We design a biomimetism score from behavioural measures to assess the biomimetism of robot behaviour. In particular, we measure the aggregative tendencies of the agents (inter-individual distances), their disposition to follow walls, to be aligned with the rest of the group (polarisation), and their distribution of linear and angular speeds.

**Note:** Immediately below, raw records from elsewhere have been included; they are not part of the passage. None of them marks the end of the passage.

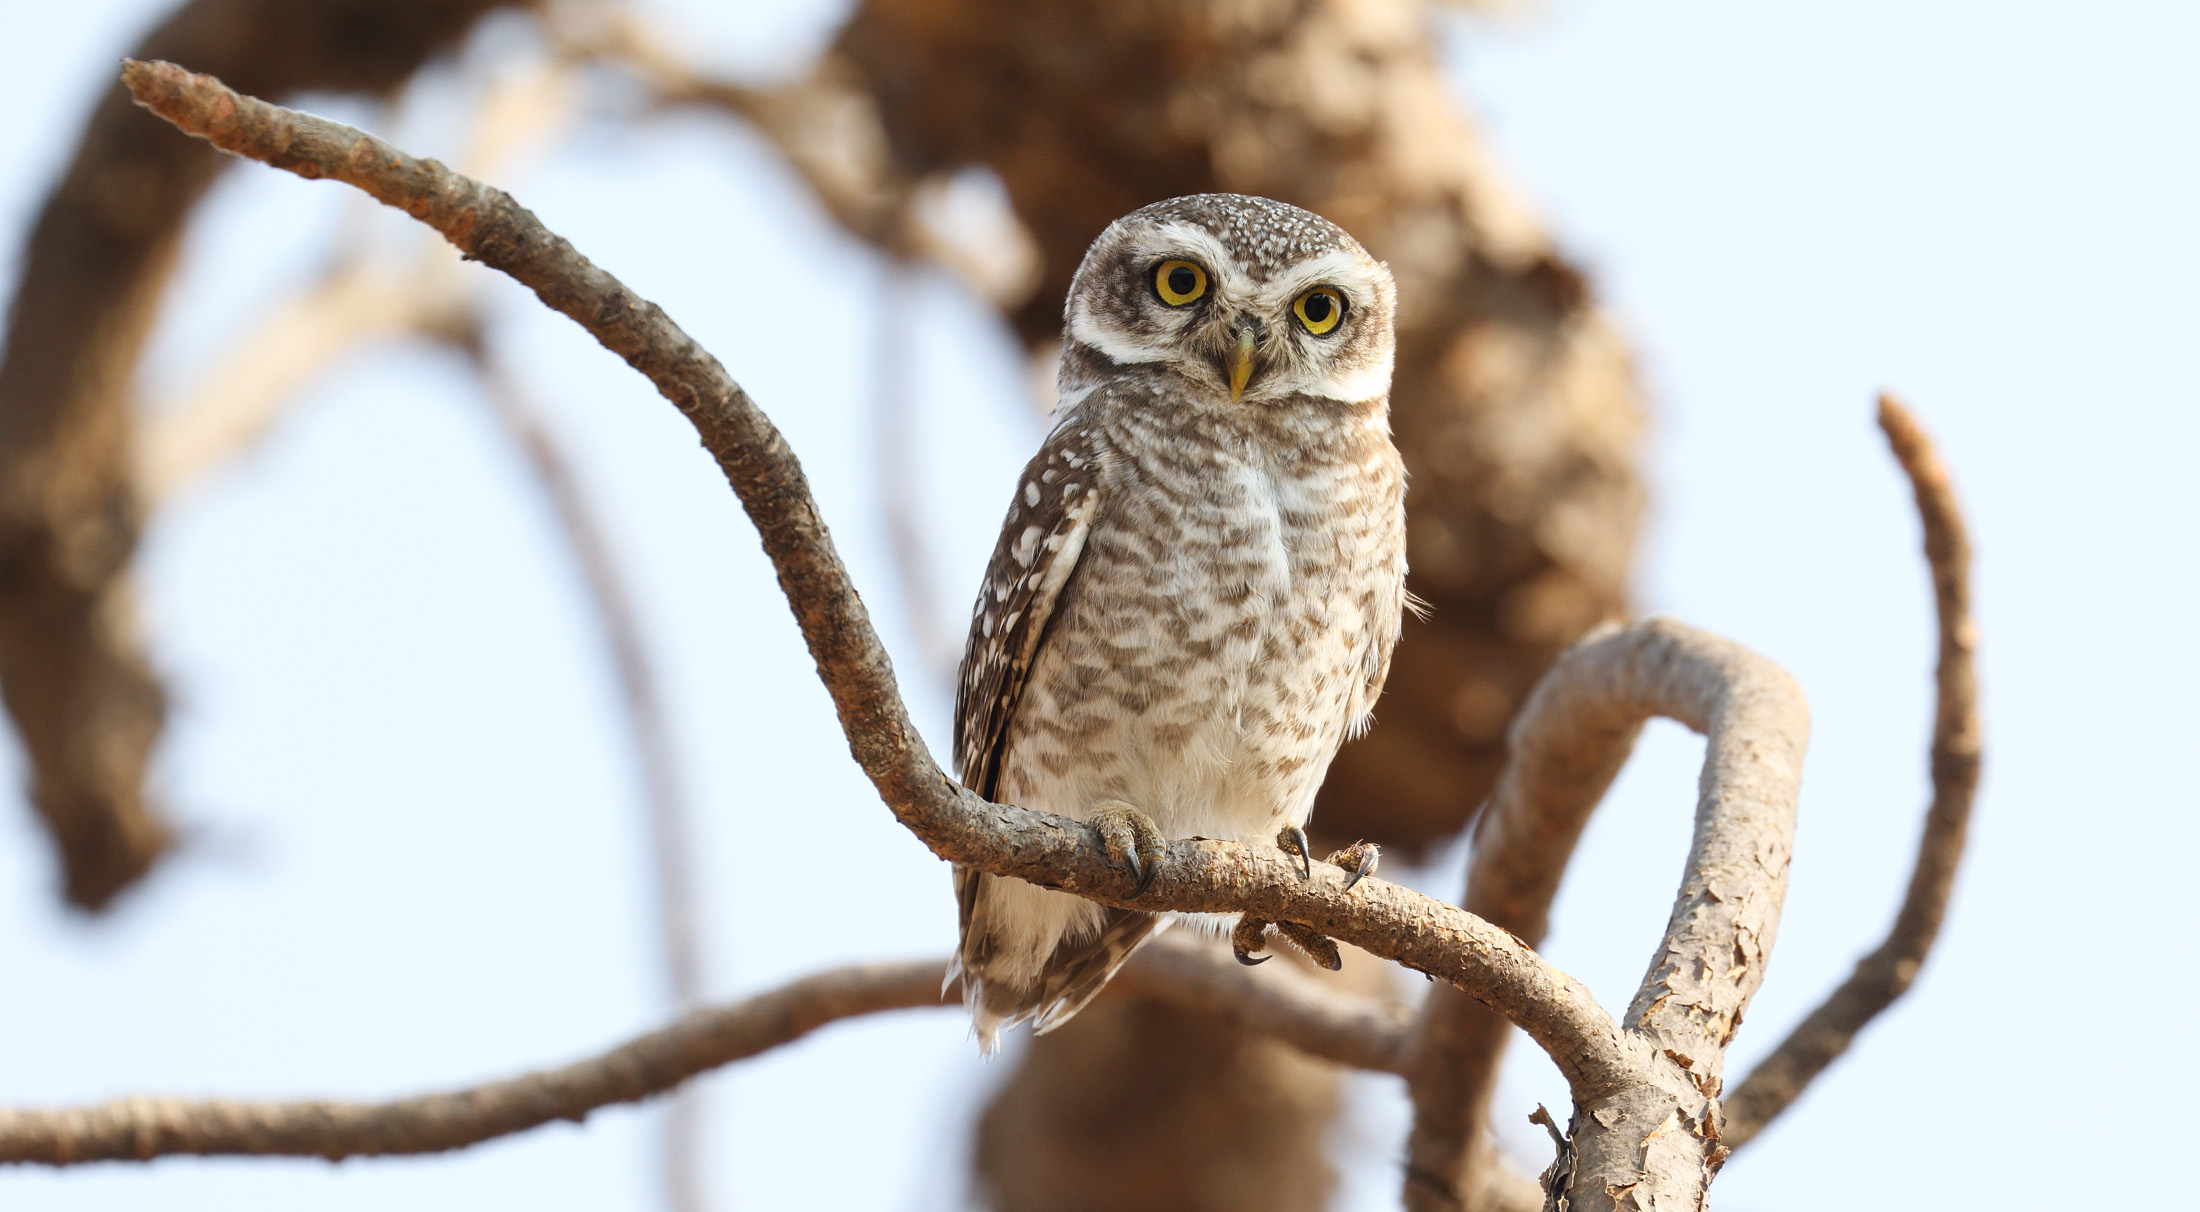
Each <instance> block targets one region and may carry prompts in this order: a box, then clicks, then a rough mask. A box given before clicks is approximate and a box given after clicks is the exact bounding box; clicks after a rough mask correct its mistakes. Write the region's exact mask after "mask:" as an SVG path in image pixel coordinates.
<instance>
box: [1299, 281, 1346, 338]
mask: <svg viewBox="0 0 2200 1212" xmlns="http://www.w3.org/2000/svg"><path fill="white" fill-rule="evenodd" d="M1291 315H1296V317H1298V323H1300V326H1302V328H1305V330H1307V332H1311V334H1316V337H1324V334H1329V332H1333V330H1335V328H1338V321H1342V319H1344V295H1338V293H1335V290H1333V288H1329V286H1316V288H1313V290H1307V293H1305V295H1300V297H1298V299H1294V301H1291Z"/></svg>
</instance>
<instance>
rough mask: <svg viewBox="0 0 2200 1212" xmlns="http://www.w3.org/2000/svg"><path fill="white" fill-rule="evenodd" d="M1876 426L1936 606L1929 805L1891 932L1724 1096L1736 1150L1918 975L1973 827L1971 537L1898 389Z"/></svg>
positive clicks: (1982, 745)
mask: <svg viewBox="0 0 2200 1212" xmlns="http://www.w3.org/2000/svg"><path fill="white" fill-rule="evenodd" d="M1879 429H1883V431H1885V436H1888V447H1892V449H1894V458H1896V460H1899V462H1901V464H1903V473H1905V475H1910V486H1912V491H1914V493H1916V502H1918V519H1921V521H1923V526H1925V561H1927V565H1929V568H1932V585H1934V607H1936V611H1938V618H1940V660H1938V671H1936V704H1934V728H1932V807H1929V809H1927V812H1925V834H1923V838H1918V858H1916V867H1912V871H1910V891H1907V893H1905V895H1903V906H1901V911H1899V913H1896V915H1894V928H1892V930H1888V937H1885V941H1881V944H1879V948H1877V950H1872V952H1870V955H1866V957H1863V959H1861V961H1857V970H1855V972H1850V977H1848V981H1844V983H1841V988H1837V990H1833V994H1830V996H1828V999H1826V1001H1824V1005H1819V1007H1817V1010H1813V1012H1811V1016H1808V1018H1804V1021H1802V1025H1800V1027H1795V1032H1793V1034H1789V1038H1784V1040H1780V1047H1775V1049H1773V1054H1771V1056H1767V1058H1764V1060H1762V1062H1760V1065H1758V1067H1756V1069H1751V1073H1749V1078H1745V1080H1742V1084H1740V1087H1736V1089H1734V1095H1731V1098H1729V1100H1727V1144H1729V1146H1731V1148H1740V1146H1742V1144H1747V1142H1749V1139H1751V1137H1756V1135H1758V1131H1762V1128H1764V1124H1769V1122H1771V1120H1773V1115H1780V1113H1782V1111H1786V1109H1789V1104H1793V1102H1795V1098H1797V1095H1802V1091H1804V1087H1808V1084H1811V1080H1813V1078H1817V1076H1819V1073H1822V1071H1826V1067H1828V1065H1833V1060H1835V1058H1839V1056H1841V1054H1844V1051H1848V1045H1850V1043H1855V1038H1857V1032H1861V1029H1863V1025H1866V1023H1870V1021H1872V1018H1874V1016H1879V1012H1883V1010H1885V1007H1888V1005H1892V1003H1894V999H1899V996H1903V992H1907V990H1910V983H1912V981H1916V974H1918V968H1923V963H1925V955H1927V952H1929V950H1932V944H1934V939H1936V937H1938V935H1940V922H1943V917H1945V915H1947V897H1949V891H1951V889H1954V884H1956V864H1958V862H1960V860H1962V842H1965V834H1967V831H1969V823H1971V801H1973V796H1976V794H1978V770H1980V757H1982V752H1984V730H1982V726H1980V719H1978V671H1976V669H1973V658H1976V651H1978V627H1976V625H1973V622H1971V539H1969V537H1967V532H1965V524H1962V508H1960V506H1958V504H1956V486H1954V484H1951V482H1949V475H1947V466H1943V464H1940V455H1938V453H1934V447H1932V438H1927V436H1925V431H1923V429H1921V427H1918V422H1916V418H1912V416H1910V409H1905V407H1903V405H1901V403H1899V400H1896V398H1894V396H1885V394H1883V396H1879Z"/></svg>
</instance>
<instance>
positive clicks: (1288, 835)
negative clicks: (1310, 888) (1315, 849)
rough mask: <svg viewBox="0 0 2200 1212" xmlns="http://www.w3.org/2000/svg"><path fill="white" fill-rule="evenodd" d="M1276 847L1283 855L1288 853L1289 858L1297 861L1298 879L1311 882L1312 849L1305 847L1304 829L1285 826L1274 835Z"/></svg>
mask: <svg viewBox="0 0 2200 1212" xmlns="http://www.w3.org/2000/svg"><path fill="white" fill-rule="evenodd" d="M1276 847H1280V849H1283V853H1289V856H1291V858H1296V860H1298V878H1300V880H1311V878H1313V847H1311V845H1307V831H1305V829H1300V827H1298V825H1285V827H1283V829H1280V831H1278V834H1276Z"/></svg>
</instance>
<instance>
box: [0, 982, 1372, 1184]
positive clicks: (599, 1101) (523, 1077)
mask: <svg viewBox="0 0 2200 1212" xmlns="http://www.w3.org/2000/svg"><path fill="white" fill-rule="evenodd" d="M942 972H946V961H944V959H933V961H917V963H865V966H851V968H836V970H832V972H818V974H816V977H805V979H801V981H794V983H790V985H783V988H779V990H772V992H766V994H759V996H752V999H746V1001H737V1003H733V1005H722V1007H713V1010H697V1012H693V1014H686V1016H684V1018H680V1021H675V1023H671V1025H669V1027H662V1029H656V1032H649V1034H645V1036H638V1038H634V1040H629V1043H625V1045H618V1047H614V1049H609V1051H605V1054H601V1056H592V1058H587V1060H581V1062H574V1065H565V1067H559V1069H543V1071H535V1073H526V1076H521V1078H508V1080H502V1082H486V1084H480V1087H471V1089H460V1091H447V1093H429V1095H418V1098H400V1100H394V1102H319V1100H315V1102H229V1100H180V1098H123V1100H117V1102H106V1104H99V1106H81V1109H66V1111H0V1164H37V1166H81V1164H88V1161H147V1159H152V1157H176V1155H200V1157H211V1155H279V1157H328V1159H339V1157H385V1155H409V1153H447V1150H453V1148H466V1146H471V1144H480V1142H486V1139H495V1137H504V1135H513V1133H524V1131H528V1128H539V1126H543V1124H548V1122H552V1120H572V1122H581V1120H585V1117H587V1115H590V1113H592V1111H598V1109H603V1106H612V1104H618V1102H638V1100H645V1098H653V1095H660V1093H667V1091H671V1089H675V1087H680V1084H682V1082H686V1080H689V1078H693V1076H697V1073H706V1071H711V1069H717V1067H722V1065H730V1062H735V1060H746V1058H750V1056H759V1054H763V1051H770V1049H774V1047H781V1045H790V1043H794V1040H799V1038H803V1036H807V1034H810V1032H816V1029H818V1027H825V1025H829V1023H836V1021H840V1018H856V1016H862V1014H880V1012H887V1010H915V1007H928V1005H959V1003H957V1001H955V999H950V996H944V994H942V988H939V977H942ZM1115 985H1120V988H1111V990H1109V994H1107V996H1144V999H1157V1001H1168V1003H1175V1005H1188V1007H1201V1010H1210V1012H1219V1014H1225V1016H1230V1018H1232V1021H1236V1023H1241V1025H1245V1027H1247V1029H1254V1032H1263V1034H1274V1036H1276V1038H1280V1040H1285V1043H1289V1045H1294V1047H1300V1049H1305V1051H1307V1054H1311V1056H1320V1058H1324V1060H1335V1062H1338V1065H1353V1067H1364V1069H1393V1067H1395V1062H1397V1054H1399V1043H1401V1040H1404V1036H1406V1012H1404V1007H1399V1005H1393V1003H1379V1001H1373V999H1360V996H1351V994H1338V992H1333V990H1327V988H1322V985H1320V983H1316V981H1311V979H1307V977H1296V979H1294V977H1280V974H1269V972H1252V970H1245V968H1241V966H1239V963H1236V961H1234V959H1230V957H1225V955H1221V952H1217V950H1212V948H1201V946H1197V944H1192V941H1188V939H1157V941H1155V944H1153V946H1148V948H1144V950H1142V952H1140V955H1137V957H1135V959H1133V961H1131V963H1129V966H1126V968H1124V972H1122V977H1120V979H1118V981H1115Z"/></svg>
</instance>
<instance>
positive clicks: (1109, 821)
mask: <svg viewBox="0 0 2200 1212" xmlns="http://www.w3.org/2000/svg"><path fill="white" fill-rule="evenodd" d="M1085 823H1087V825H1091V827H1093V831H1096V834H1100V845H1104V847H1107V856H1109V858H1113V860H1115V862H1122V864H1124V867H1129V869H1131V875H1133V878H1135V880H1137V891H1135V893H1131V895H1146V889H1151V886H1153V878H1155V875H1159V873H1162V856H1164V853H1166V851H1168V838H1164V836H1162V827H1159V825H1155V823H1153V818H1151V816H1146V814H1144V812H1140V809H1135V807H1131V805H1126V803H1122V801H1100V803H1096V805H1093V809H1091V812H1089V814H1087V816H1085Z"/></svg>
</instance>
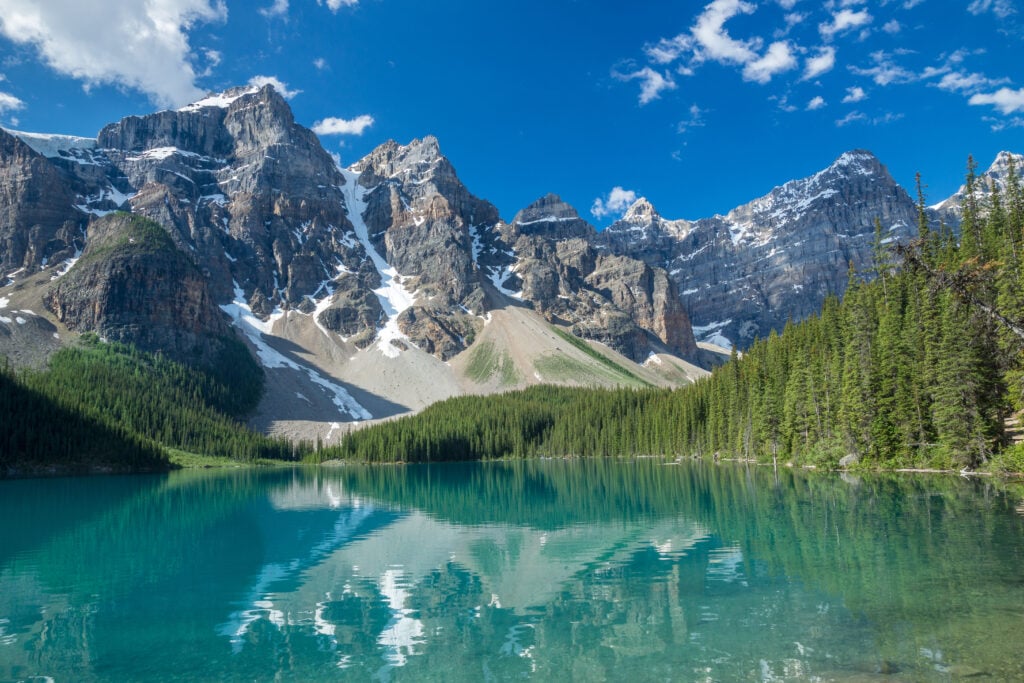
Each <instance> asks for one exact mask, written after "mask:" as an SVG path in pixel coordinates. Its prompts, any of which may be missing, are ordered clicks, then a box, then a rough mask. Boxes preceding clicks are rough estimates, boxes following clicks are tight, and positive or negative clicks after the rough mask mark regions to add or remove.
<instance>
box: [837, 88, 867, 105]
mask: <svg viewBox="0 0 1024 683" xmlns="http://www.w3.org/2000/svg"><path fill="white" fill-rule="evenodd" d="M862 99H867V93H865V92H864V89H863V88H861V87H860V86H854V87H852V88H847V89H846V97H844V98H843V103H844V104H849V103H850V102H859V101H860V100H862Z"/></svg>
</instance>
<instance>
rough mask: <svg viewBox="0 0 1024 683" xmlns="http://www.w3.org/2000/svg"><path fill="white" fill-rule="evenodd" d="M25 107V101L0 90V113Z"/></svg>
mask: <svg viewBox="0 0 1024 683" xmlns="http://www.w3.org/2000/svg"><path fill="white" fill-rule="evenodd" d="M24 109H25V102H24V101H22V100H20V99H18V98H17V97H15V96H14V95H12V94H9V93H6V92H0V114H6V113H7V112H16V111H18V110H24Z"/></svg>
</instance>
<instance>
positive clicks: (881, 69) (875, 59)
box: [850, 50, 918, 86]
mask: <svg viewBox="0 0 1024 683" xmlns="http://www.w3.org/2000/svg"><path fill="white" fill-rule="evenodd" d="M871 59H873V60H874V66H873V67H870V68H868V69H858V68H857V67H850V71H851V72H853V73H854V74H856V75H858V76H869V77H870V78H871V80H873V81H874V82H876V83H877V84H879V85H883V86H885V85H890V84H892V83H911V82H913V81H915V80H918V77H916V75H914V74H912V73H910V72H909V71H907V70H906V69H903V68H902V67H900V66H899V65H897V63H896V62H894V61H893V59H892V57H891V56H890V55H889V54H888V53H886V52H883V51H881V50H880V51H878V52H872V53H871Z"/></svg>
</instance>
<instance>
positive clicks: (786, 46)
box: [743, 42, 797, 84]
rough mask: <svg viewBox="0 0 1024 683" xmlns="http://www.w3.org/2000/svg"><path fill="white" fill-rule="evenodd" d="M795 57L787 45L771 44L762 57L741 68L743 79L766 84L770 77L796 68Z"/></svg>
mask: <svg viewBox="0 0 1024 683" xmlns="http://www.w3.org/2000/svg"><path fill="white" fill-rule="evenodd" d="M796 66H797V57H796V56H794V54H793V48H791V47H790V44H788V43H784V42H778V43H772V44H771V45H770V46H769V47H768V51H767V52H765V54H764V56H763V57H761V58H759V59H755V60H754V61H751V62H749V63H748V65H746V66H745V67H743V79H744V80H748V81H755V82H757V83H762V84H764V83H768V82H769V81H770V80H771V78H772V76H774V75H775V74H781V73H782V72H785V71H790V70H791V69H794V68H796Z"/></svg>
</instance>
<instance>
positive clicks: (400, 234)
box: [0, 86, 916, 435]
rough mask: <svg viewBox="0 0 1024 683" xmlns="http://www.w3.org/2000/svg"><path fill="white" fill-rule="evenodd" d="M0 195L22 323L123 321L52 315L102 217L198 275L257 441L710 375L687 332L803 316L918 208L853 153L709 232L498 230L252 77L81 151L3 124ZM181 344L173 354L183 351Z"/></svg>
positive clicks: (836, 161) (439, 183)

However, finding ANN displaying behaviours of appropriate levels of biomimetism is a challenging issue, as fish behaviour is inherently multi-level (tail-beats as motor response vs individual trajectories vs collective dynamics), multi-modal (several kinds of behavioural patterns, and input/output sources), context-dependent (different behaviours depending on the spatial position and proximity to other agents) and stochastic (leading to individual and collectives choices and action selection) [9, 29]. More specifically, fish dynamics involve trade-offs between social tendencies (aggregation, group formation), and response to the environment (wall-following, zone occupation); they also follow distinct movement patterns that allow them to move in a polarised group and react collectively to environmental and social cues.

We show that this artificial neural models can be optimised by using evolutionary algorithms, using the biomimetism score of robot behaviour as a fitness function. The best-performing evolved ANN controllers show competitive biomimetism scores compared to fish group behavioural variability. We demonstrate that taking into account genotypic and behavioural diversity in the optimisation process (through the use of the global multi-objective optimiser NSGA-III) improve the biomimetic scores of the evolved best-performing controllers. The ANN models evolved through mono-objective optimisation tend to focus more on evolving a group-following behaviour rather than a biomimetic agent.

Our approach is still perfectible, in particular, we only evolve the behaviour of a single agent in a group, rather than all agents of the group. This choice was motivated by the large increase in difficulty in evolving ANN models for the entire group, which would also involve additional behavioural trade-offs: e.g. individual free-will and autonomous dynamics, individuals leaving or re-joining the group. However, it also means that here the fish do not react to the robot in simulations because the fish behaviour is a replay of fish experimental trajectories recorded without robot.

Additionally, it may be possible to improve the performance (in term of biomimetism) of the multi-objective optimisation process by combining additional selection pressures as objectives (i.e. not just genotypic and behavioural diversity) [15]. We already include behavioural and phenotypic diversities as selection pressures to guide the optimisation process; however, taking into account phenotypic diversity can bias the optimisation algorithm to explore rather than exploit, which can prevent some desired phenotypes to be considered by the optimisation algorithm. An alternative would be to use angular diversity instead [31].

This study shows that ANN are good candidates to model individual and collective fish behaviours, in particular in the context of social bio-hybrid systems composed of animals and robots. By evolutionary computation, they can be calibrated on experimental data. This approach requires less a priori knowledge than equations or agent based modelling techniques. Although they are black box model, they could also produce interesting results from a biological point of view. Thus, ANN collective behaviour models can be an interesting approach to design animal and robot social interactions.